Menurutnya, pengusaha hotel dan restoran menyatakan ingin menyelamatkan ribuan karyawan agar tetap bisa bertahan hingga pandemi COVID-19 usai. Walaupun saat ini sudah beberapa pengusaha hotel dan restoran bangkrut karena karena sudah tak mampu lagi membayar gaji pegawai.

"Kami ini sudah membayar pegawai dari saku sendiri, agar pegawai gak menderita, " ungkapnya.

Dia melanjutkan, pengusaha meminta agar ada kebijakan pengurangan pembayaran pajak perusahaan. Diketahui selama ini kewajiban perusahaan untuk pembayaran pajak tak ada keringanan.

 “Coba bayangkan pajak harus dibayar sementara kami disuruh tutup, kami harus bayar dari mana?” " katanya.

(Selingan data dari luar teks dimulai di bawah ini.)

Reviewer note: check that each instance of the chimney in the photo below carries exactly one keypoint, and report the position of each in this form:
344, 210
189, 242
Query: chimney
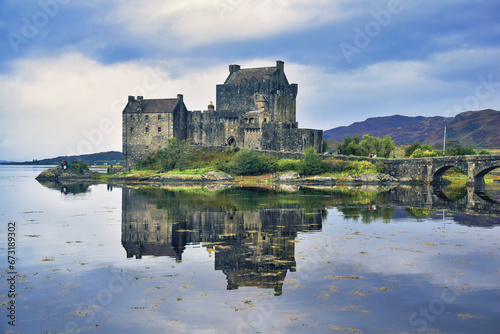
280, 65
139, 105
234, 68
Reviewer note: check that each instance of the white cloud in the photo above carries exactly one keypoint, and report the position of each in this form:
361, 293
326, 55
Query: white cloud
432, 87
196, 22
72, 104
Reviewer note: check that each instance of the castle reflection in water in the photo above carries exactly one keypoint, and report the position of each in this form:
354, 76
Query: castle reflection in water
253, 238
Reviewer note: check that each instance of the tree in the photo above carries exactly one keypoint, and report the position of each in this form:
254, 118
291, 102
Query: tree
368, 145
350, 146
459, 150
419, 153
311, 163
325, 146
414, 146
247, 162
388, 145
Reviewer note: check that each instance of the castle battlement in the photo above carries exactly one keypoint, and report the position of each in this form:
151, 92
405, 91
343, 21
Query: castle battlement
255, 108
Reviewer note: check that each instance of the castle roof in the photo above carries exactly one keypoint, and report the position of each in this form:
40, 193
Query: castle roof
247, 74
151, 106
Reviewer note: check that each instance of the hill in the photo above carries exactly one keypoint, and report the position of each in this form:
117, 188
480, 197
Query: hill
471, 128
111, 157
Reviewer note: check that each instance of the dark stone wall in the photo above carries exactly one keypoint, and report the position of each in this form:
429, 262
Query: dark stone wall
275, 137
145, 133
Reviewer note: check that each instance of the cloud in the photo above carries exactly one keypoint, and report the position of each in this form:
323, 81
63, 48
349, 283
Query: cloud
195, 22
442, 85
72, 104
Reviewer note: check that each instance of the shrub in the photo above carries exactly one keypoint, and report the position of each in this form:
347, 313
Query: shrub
284, 165
414, 146
418, 153
311, 163
459, 150
79, 167
247, 162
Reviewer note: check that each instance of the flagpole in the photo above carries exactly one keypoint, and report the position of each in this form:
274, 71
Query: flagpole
444, 140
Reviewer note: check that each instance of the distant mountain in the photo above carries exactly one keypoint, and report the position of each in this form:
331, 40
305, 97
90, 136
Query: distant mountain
471, 128
111, 157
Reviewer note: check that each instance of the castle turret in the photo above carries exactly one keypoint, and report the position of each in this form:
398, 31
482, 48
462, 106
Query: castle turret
234, 68
211, 106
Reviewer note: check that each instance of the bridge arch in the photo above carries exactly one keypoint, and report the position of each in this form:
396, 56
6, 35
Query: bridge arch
486, 170
439, 171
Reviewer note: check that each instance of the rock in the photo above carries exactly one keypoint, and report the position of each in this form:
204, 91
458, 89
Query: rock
387, 178
355, 178
289, 176
216, 176
51, 174
322, 178
370, 178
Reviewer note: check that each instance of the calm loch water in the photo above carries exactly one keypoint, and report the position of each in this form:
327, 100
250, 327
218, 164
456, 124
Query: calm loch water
101, 259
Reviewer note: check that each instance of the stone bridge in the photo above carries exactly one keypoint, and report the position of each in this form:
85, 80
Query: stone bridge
431, 170
432, 197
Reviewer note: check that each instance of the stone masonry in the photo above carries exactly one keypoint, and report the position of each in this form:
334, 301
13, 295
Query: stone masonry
256, 109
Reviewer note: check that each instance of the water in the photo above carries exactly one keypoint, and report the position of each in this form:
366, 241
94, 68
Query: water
103, 259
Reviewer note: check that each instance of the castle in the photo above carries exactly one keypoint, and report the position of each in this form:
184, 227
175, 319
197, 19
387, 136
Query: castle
255, 109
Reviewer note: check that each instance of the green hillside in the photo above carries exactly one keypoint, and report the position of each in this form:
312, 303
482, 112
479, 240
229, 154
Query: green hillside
471, 128
111, 157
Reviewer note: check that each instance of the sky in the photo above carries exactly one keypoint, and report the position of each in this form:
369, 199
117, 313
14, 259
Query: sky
67, 66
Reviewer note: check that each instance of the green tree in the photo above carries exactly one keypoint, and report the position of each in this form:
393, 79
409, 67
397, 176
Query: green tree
388, 146
325, 146
414, 146
311, 163
350, 146
459, 150
419, 153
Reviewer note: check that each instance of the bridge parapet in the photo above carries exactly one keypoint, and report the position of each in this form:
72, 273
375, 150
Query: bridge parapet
431, 170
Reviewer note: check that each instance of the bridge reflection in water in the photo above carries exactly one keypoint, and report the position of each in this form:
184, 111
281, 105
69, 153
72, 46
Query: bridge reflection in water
252, 232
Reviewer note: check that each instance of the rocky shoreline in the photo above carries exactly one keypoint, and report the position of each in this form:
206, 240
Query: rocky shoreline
56, 174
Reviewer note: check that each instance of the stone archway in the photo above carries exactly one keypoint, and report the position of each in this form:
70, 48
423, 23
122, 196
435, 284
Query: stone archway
437, 175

Pemasangan bendera putih dengan emotion menangis tampak di sejumlah hotel dan restoran sebagai simbol kesedihan dan keprihatinan pengusaha hotel. Terlebih Garut hingga saat ini masih menunggu keputusan perpanjangan PPKM darurat yang rencananya akan diumumkan Selasa 20 Juli 2021 hari ini.

" Ini refleksi kami, pemasangan bendera putih ini sebagai simbol kami yang sedang prihatin karena harus berjuang sendiri," kata dia.